Камилла слушала, не сводя с него глаз, и поминутно задавала вопросы, на которые он отвечал со всей откровенностью.
– Почему кошка играет с бечёвкой, но боится толстого гардинного шнура?
– Потому что шнур – это змея. Такой же примерно толщины… Она боится змей.
– А она когда-нибудь видела змею?
Ален поднял зеленовато-серые глаза в оправе чёрных ресниц, которые казались ей такими красивыми, такими «изменническими», как она выражалась…
– Нет… Думаю, что нет… Да и где бы она могла видеть змею?
– Тогда как же?
– Она воображает змею, придумывает её. Ты сама испугалась бы змеи, даже если никогда не видела бы змей.
– Да, но мне рассказывали о них, я видела их на картинках. Мне известно, что они существуют.
– И Сахе известно.
– Откуда же?
Он улыбнулся с видом превосходства.
– Откуда?
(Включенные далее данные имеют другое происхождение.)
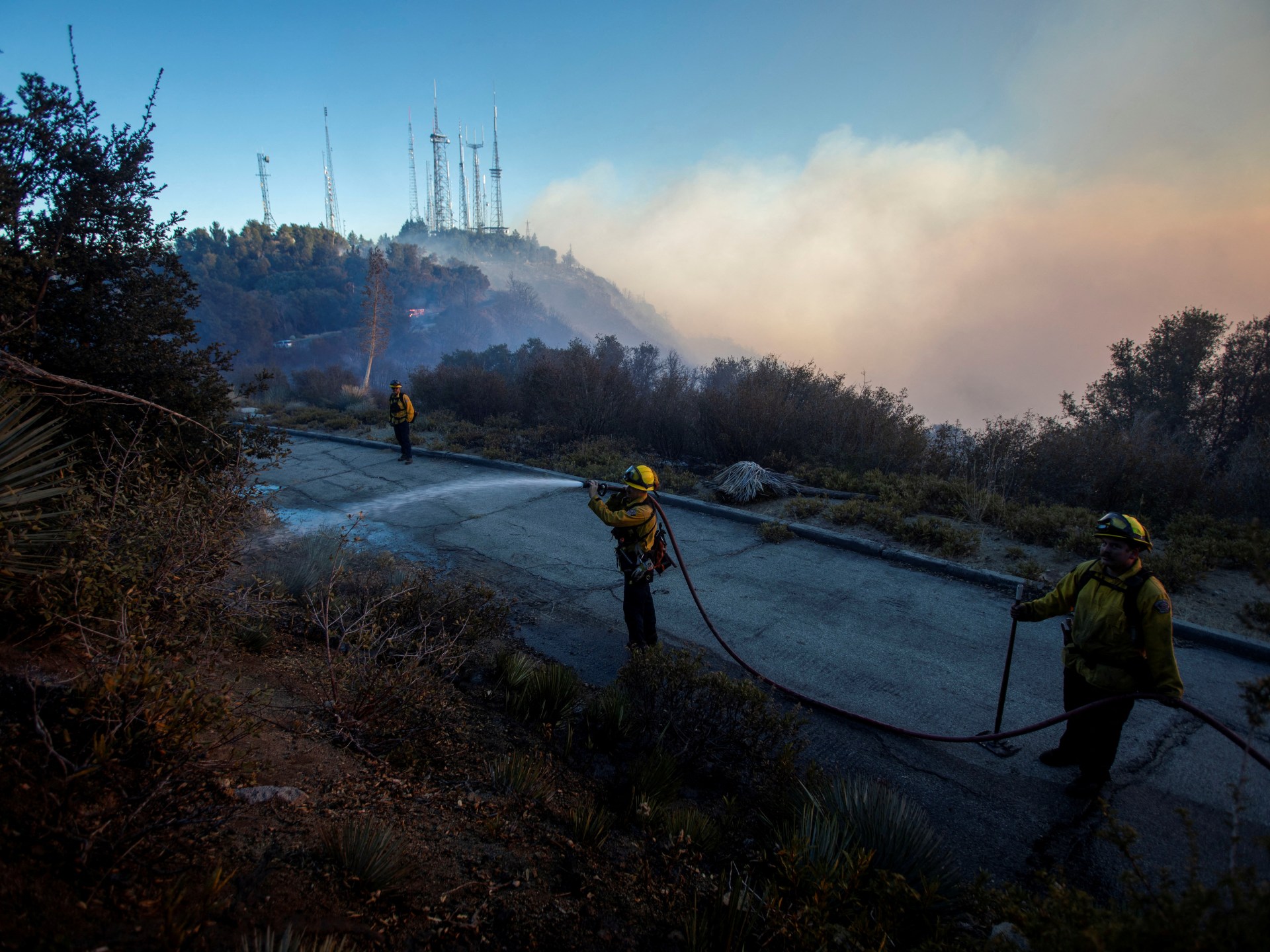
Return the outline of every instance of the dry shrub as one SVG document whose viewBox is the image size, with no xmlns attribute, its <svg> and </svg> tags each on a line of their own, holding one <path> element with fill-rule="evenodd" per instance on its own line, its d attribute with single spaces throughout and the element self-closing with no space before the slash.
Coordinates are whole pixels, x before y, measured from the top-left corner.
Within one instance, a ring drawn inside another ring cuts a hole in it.
<svg viewBox="0 0 1270 952">
<path fill-rule="evenodd" d="M 1085 555 L 1093 545 L 1097 520 L 1097 513 L 1081 506 L 1020 505 L 1010 506 L 1003 513 L 1002 528 L 1020 542 Z M 1092 555 L 1096 553 L 1095 546 Z"/>
<path fill-rule="evenodd" d="M 785 515 L 790 519 L 806 519 L 819 515 L 828 505 L 820 496 L 799 496 L 785 504 Z"/>
<path fill-rule="evenodd" d="M 800 722 L 749 680 L 706 668 L 701 654 L 645 649 L 617 673 L 630 698 L 631 743 L 662 746 L 700 774 L 747 788 L 787 782 Z"/>
<path fill-rule="evenodd" d="M 354 531 L 312 550 L 326 578 L 297 600 L 325 649 L 307 671 L 318 710 L 340 736 L 382 749 L 410 739 L 436 679 L 456 677 L 479 640 L 502 635 L 508 607 L 481 585 L 354 551 Z"/>
<path fill-rule="evenodd" d="M 345 387 L 357 388 L 358 380 L 347 367 L 330 364 L 328 367 L 306 367 L 291 374 L 291 390 L 306 404 L 344 409 L 354 399 Z M 361 400 L 358 395 L 356 400 Z"/>
<path fill-rule="evenodd" d="M 56 418 L 0 383 L 0 604 L 53 567 L 66 542 L 67 449 Z"/>
</svg>

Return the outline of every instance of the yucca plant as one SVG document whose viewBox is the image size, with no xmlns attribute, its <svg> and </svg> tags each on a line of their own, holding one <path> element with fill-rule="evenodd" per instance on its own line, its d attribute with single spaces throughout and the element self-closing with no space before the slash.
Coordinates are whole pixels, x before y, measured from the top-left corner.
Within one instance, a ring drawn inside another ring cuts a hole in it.
<svg viewBox="0 0 1270 952">
<path fill-rule="evenodd" d="M 662 814 L 662 829 L 672 840 L 709 853 L 719 845 L 719 824 L 695 806 L 682 806 Z"/>
<path fill-rule="evenodd" d="M 588 849 L 599 849 L 605 845 L 605 840 L 608 839 L 608 828 L 613 823 L 613 815 L 602 806 L 577 807 L 569 819 L 573 825 L 574 840 Z"/>
<path fill-rule="evenodd" d="M 371 817 L 353 817 L 323 834 L 331 858 L 372 891 L 394 886 L 413 868 L 392 830 Z"/>
<path fill-rule="evenodd" d="M 814 862 L 867 850 L 871 866 L 902 875 L 916 890 L 955 892 L 956 862 L 919 806 L 875 781 L 836 777 L 806 791 L 796 835 Z"/>
<path fill-rule="evenodd" d="M 787 496 L 798 486 L 792 476 L 765 470 L 748 459 L 715 473 L 712 482 L 719 495 L 734 503 L 751 503 L 759 496 Z"/>
<path fill-rule="evenodd" d="M 509 694 L 523 688 L 525 682 L 540 666 L 537 659 L 523 651 L 499 651 L 494 659 L 494 673 L 498 675 L 498 682 L 507 688 Z"/>
<path fill-rule="evenodd" d="M 51 569 L 66 539 L 69 447 L 58 420 L 0 385 L 0 599 Z"/>
<path fill-rule="evenodd" d="M 345 545 L 347 539 L 339 532 L 324 529 L 306 533 L 293 546 L 271 557 L 260 574 L 301 600 L 326 585 L 343 567 Z"/>
<path fill-rule="evenodd" d="M 563 664 L 536 668 L 519 692 L 509 698 L 512 713 L 522 721 L 559 724 L 578 703 L 582 680 L 578 673 Z"/>
<path fill-rule="evenodd" d="M 519 750 L 489 762 L 489 778 L 500 793 L 541 797 L 550 792 L 546 763 Z"/>
<path fill-rule="evenodd" d="M 683 922 L 683 948 L 686 952 L 756 948 L 762 915 L 754 906 L 748 877 L 721 877 L 718 895 L 693 895 L 692 913 Z"/>
<path fill-rule="evenodd" d="M 631 729 L 631 698 L 621 684 L 610 684 L 587 702 L 583 720 L 587 745 L 608 750 L 622 741 Z"/>
<path fill-rule="evenodd" d="M 337 939 L 328 935 L 305 942 L 304 933 L 292 932 L 290 925 L 278 934 L 269 927 L 264 932 L 254 929 L 250 935 L 243 937 L 239 948 L 241 952 L 353 952 L 353 944 L 347 937 Z"/>
<path fill-rule="evenodd" d="M 679 762 L 654 748 L 631 764 L 631 807 L 657 810 L 679 792 Z"/>
</svg>

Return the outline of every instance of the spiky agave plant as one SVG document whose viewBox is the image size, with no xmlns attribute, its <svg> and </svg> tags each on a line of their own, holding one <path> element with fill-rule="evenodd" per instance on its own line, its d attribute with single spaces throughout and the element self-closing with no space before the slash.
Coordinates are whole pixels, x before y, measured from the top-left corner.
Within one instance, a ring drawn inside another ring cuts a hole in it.
<svg viewBox="0 0 1270 952">
<path fill-rule="evenodd" d="M 559 724 L 573 712 L 582 693 L 578 673 L 563 664 L 535 669 L 511 699 L 512 713 L 523 721 Z"/>
<path fill-rule="evenodd" d="M 599 849 L 608 839 L 613 815 L 602 806 L 579 806 L 570 814 L 573 838 L 588 849 Z"/>
<path fill-rule="evenodd" d="M 551 787 L 547 783 L 549 768 L 542 758 L 513 750 L 489 762 L 489 779 L 500 793 L 519 793 L 526 797 L 545 796 Z"/>
<path fill-rule="evenodd" d="M 499 651 L 494 658 L 494 673 L 498 680 L 509 693 L 525 687 L 525 682 L 536 671 L 541 664 L 532 655 L 523 651 Z"/>
<path fill-rule="evenodd" d="M 587 744 L 608 750 L 631 732 L 631 698 L 621 684 L 610 684 L 587 702 L 583 712 Z"/>
<path fill-rule="evenodd" d="M 695 806 L 667 810 L 662 814 L 662 829 L 672 840 L 693 845 L 702 853 L 718 847 L 723 836 L 719 824 Z"/>
<path fill-rule="evenodd" d="M 814 859 L 872 852 L 872 866 L 900 873 L 917 890 L 954 894 L 961 877 L 951 850 L 926 811 L 890 787 L 864 777 L 834 777 L 806 791 L 800 836 Z"/>
<path fill-rule="evenodd" d="M 787 496 L 798 482 L 792 476 L 742 459 L 715 473 L 714 485 L 719 495 L 734 503 L 751 503 L 759 496 Z"/>
<path fill-rule="evenodd" d="M 69 447 L 60 420 L 0 385 L 0 600 L 52 567 L 66 539 Z"/>
<path fill-rule="evenodd" d="M 239 946 L 241 952 L 353 952 L 353 946 L 347 937 L 335 938 L 326 935 L 312 942 L 304 941 L 302 932 L 292 932 L 288 925 L 281 933 L 274 933 L 271 927 L 264 932 L 254 930 L 250 935 L 244 935 Z"/>
<path fill-rule="evenodd" d="M 414 868 L 396 834 L 371 817 L 329 828 L 323 840 L 331 858 L 372 891 L 390 889 Z"/>
</svg>

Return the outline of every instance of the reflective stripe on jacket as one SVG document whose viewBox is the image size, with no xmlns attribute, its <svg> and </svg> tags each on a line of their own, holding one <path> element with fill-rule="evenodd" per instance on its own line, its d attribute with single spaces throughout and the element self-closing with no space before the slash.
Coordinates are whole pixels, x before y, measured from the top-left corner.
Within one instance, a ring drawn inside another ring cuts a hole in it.
<svg viewBox="0 0 1270 952">
<path fill-rule="evenodd" d="M 413 423 L 414 421 L 414 404 L 410 402 L 410 397 L 405 393 L 400 396 L 389 396 L 389 423 Z"/>
<path fill-rule="evenodd" d="M 587 503 L 591 512 L 605 520 L 606 526 L 613 527 L 613 536 L 617 538 L 618 548 L 644 550 L 653 548 L 653 537 L 657 536 L 657 513 L 653 512 L 652 503 L 636 503 L 625 493 L 616 493 L 608 499 L 596 498 Z"/>
<path fill-rule="evenodd" d="M 1077 595 L 1077 581 L 1091 569 L 1090 580 Z M 1181 697 L 1182 678 L 1173 655 L 1173 607 L 1154 576 L 1138 589 L 1142 647 L 1133 645 L 1124 614 L 1124 583 L 1140 570 L 1140 560 L 1124 575 L 1109 575 L 1097 559 L 1081 562 L 1048 595 L 1021 604 L 1020 621 L 1039 622 L 1074 611 L 1072 644 L 1063 646 L 1064 666 L 1074 668 L 1096 688 L 1130 692 L 1139 689 L 1130 670 L 1146 658 L 1149 689 Z"/>
</svg>

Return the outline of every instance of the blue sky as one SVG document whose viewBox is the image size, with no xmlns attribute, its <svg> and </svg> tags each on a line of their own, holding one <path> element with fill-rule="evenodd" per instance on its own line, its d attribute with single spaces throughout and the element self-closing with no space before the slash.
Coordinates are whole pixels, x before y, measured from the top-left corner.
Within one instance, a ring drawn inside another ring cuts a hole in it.
<svg viewBox="0 0 1270 952">
<path fill-rule="evenodd" d="M 260 216 L 258 151 L 277 220 L 320 222 L 328 107 L 345 227 L 394 234 L 406 109 L 422 160 L 433 80 L 452 138 L 489 135 L 497 84 L 508 225 L 685 335 L 867 371 L 932 419 L 1053 413 L 1187 306 L 1270 312 L 1266 0 L 0 14 L 6 94 L 70 81 L 69 23 L 108 121 L 166 70 L 160 211 L 190 226 Z"/>
<path fill-rule="evenodd" d="M 271 155 L 279 221 L 321 217 L 321 110 L 345 222 L 395 231 L 406 211 L 405 117 L 490 133 L 498 85 L 504 203 L 522 222 L 547 183 L 608 162 L 632 183 L 710 156 L 805 154 L 850 124 L 872 138 L 959 128 L 994 140 L 1003 77 L 1038 4 L 5 3 L 0 88 L 71 79 L 112 121 L 154 76 L 165 208 L 192 225 L 259 216 Z M 423 149 L 419 147 L 420 159 Z M 486 150 L 483 159 L 489 161 Z M 452 175 L 457 151 L 451 149 Z"/>
</svg>

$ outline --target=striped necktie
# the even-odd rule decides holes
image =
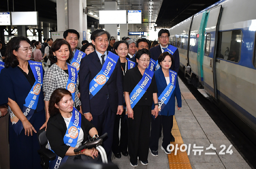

Это у них врождённое, как у людей аристократизм.
– Значит, я не аристократична?
Сочувствие смягчило его голос:
– Ничего не поделаешь… Впрочем, утешься: я тоже не этой породы. Ты мне не веришь?
Сидя у ног мужа, Камилла воззрилась на него, раскрыв глаза, насколько было можно, – так смотрела когда-то на него девочка, не желавшая сказать слова приветствия.
– Приходится верить, – с важностью промолвила она.
Они повадились почти ежедневно ужинать у родителей, из-за жары, как утверждал Ален, «и из-за Сахи», лукаво присовокупляла Камилла. Как-то после ужина Саха взобралась на колено своего друга.
– А я? – спросила Камилла.
– У меня два колена, – прозвучало в ответ.
Впрочем, кошка недолго пользовалась своим правом. Таинственным образом уловив нечто, она снова вскочила на стол полированного чёрного дерева, уселась на своё голубоватое отражение в жидкой сумеречной глубине, и ничто не казалось бы в ней необычным, когда бы не напряжённое внимание, с каким она следила за чем-то незримым в пространстве прямо перед собою.
– Что ты там увидела? – удивилась Камилла.
К этому часу каждый вечер она теряла всякий лоск: белая пижама, волосы, с которых уже наполовину сошла помада, валились на лоб, щёки после многократных припудриваний становились тёмно-бурыми.